By Kim Robson:
The human foot is a complex marvel of engineering. Designed by evolution over hundreds of thousands of years, its 28 bones absorb enormous impact throughout our lives. So why are we so quick to put shoes on them?
Going barefoot produces a lighter, more natural stride in the body. People used to walking barefoot tend to land with the forefoot or mid-foot, allowing for a more rocking motion of the foot, eliminating a hard heel strike, and generating much less collision force in the foot and lower leg. With less impact and joint torque, barefooting reawakens foot muscles that have atrophied from a lifetime of wearing shoes. The result is a stronger body with less joint pain, better posture, more mobility, greater health and greater freedom. Some other benefits follow.

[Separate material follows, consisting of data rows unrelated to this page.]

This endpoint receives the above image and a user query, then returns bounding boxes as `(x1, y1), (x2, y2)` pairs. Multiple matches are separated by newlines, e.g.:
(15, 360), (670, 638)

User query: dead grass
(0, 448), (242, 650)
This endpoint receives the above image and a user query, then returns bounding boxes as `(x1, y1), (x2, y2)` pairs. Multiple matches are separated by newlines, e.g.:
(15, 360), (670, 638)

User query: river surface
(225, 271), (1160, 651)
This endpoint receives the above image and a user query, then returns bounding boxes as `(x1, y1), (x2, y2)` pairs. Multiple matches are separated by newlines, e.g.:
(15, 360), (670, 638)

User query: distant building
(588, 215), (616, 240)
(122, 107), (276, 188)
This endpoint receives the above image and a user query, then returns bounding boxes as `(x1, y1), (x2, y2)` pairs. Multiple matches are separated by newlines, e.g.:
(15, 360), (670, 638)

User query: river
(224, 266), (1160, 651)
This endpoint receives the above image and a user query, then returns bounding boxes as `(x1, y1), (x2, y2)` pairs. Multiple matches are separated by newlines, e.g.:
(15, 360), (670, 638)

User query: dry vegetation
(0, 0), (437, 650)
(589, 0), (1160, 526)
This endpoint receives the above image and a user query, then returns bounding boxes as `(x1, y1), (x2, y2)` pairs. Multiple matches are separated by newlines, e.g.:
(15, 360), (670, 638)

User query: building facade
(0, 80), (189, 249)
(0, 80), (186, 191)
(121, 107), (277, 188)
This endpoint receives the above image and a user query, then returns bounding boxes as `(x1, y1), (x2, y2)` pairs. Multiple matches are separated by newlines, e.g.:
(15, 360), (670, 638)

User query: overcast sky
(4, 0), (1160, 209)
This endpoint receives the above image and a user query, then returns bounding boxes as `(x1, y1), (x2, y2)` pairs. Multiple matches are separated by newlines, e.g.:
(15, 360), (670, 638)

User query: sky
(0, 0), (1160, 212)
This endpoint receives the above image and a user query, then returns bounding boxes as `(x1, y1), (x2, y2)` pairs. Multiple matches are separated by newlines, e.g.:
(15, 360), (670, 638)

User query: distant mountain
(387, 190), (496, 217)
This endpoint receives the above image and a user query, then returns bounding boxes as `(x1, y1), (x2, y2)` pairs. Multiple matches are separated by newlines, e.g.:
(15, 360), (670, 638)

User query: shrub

Going barefoot reawakens the vestibular (balance) system of the brain, stimulating new neural connections and remapping the mind for greater balance. This is very important for seniors, as one fall (perhaps hip fracture) can lead to greater health issues.
Walking barefoot leads to much greater strength in the feet, legs and core. For the best workout, walk a few miles barefoot at the beach in the soft sand.
Your feet will be healthier. Going barefoot makes plantar fasciitis, fallen arches, varicose veins, foot neuromas, bunions, corns, calluses, and hammertoes diminish or disappear. (Greater foot strength, flexibility, and blood circulation is a tremendous benefit to diabetics.
Walking barefoot creates a healthier, more natural posture. Most shoes have a heel between ½ to 2 or more inches high. To stay upright, we’re forced to tilt the pelvis back and bend forward at the waist, straining our hamstrings, lower back, upper back, shoulders and neck. It also puts undue force on the hips, knees and feet. Once out of shoes, we run, walk and stand with better posture, more like a dancer’s or a model’s. Better posture means looking better and standing taller, and also greatly reduces stress and strain on the body.
Before shoes were invented, humans had much healthier feet. Young children who wear shoes are three times more likely to develop flat feet, which suggests that wearing shoes in early childhood can permanently change the development of the longitudinal arch of the foot. Children who habitually go barefoot develop stronger feet with better flexibility and mobility, and fewer deformities like flat feet or inwardly curving toes.
The American Podiatric Medical Association now recommends keeping kids out of shoes for as long as possible because shoes weaken and deform feet. According to Dr. Merzenich, a respected neuroplastician, barefoot stimulation helps improve memory, focus, concentration, and overall intelligence. Keep kids out of shoes for as long possible and as much as possible. Feeling the ground strengthens their senses and maps the brain.
Going barefoot has been shown in studies to reduce blood pressure, stress and inflammation in the body. It also stimulates pressure points in the feet, boosting the immune system.
Some of the many barefoot sports people play include running, hiking, wrestling, dancing, water skiing, beach volleyball, gymnastics, football placekicking, and martial arts. I used to be a figure skater. Skaters’ feet and ankles are protected by a quarter inch of stiff leather. I always wore nothing but nylon knee-high stockings inside them so I could feel and grip the inside of the boots with my feet. Later, when I joined the track team, I went through a period of excruciating ankle pain because they’d become so weak from skating. Eventually my ankles strengthened and the pain went away on its own.
Going barefoot doesn’t come without some risks. Possible problems can include cuts, abrasions, bruises, or puncture wounds from glass, nails, rocks or thorns, as well as poisonous plants, insect bites or parasites that can enter the body through an open wound. There are folks who espouse going barefoot everywhere at all times for the energetic connection with the earth. This seems somewhat extreme to me. Take a stroll through the grass in the park but not across the hot, sharp-object-strewn asphalt parking lot. I go barefoot or wear socks without shoes at all times when home. AND — it’s perfectly legal to drive while barefoot. When I do wear shoes, I prefer soft-sided, thin-soled espadrilles like Toms or Lands End Gatas.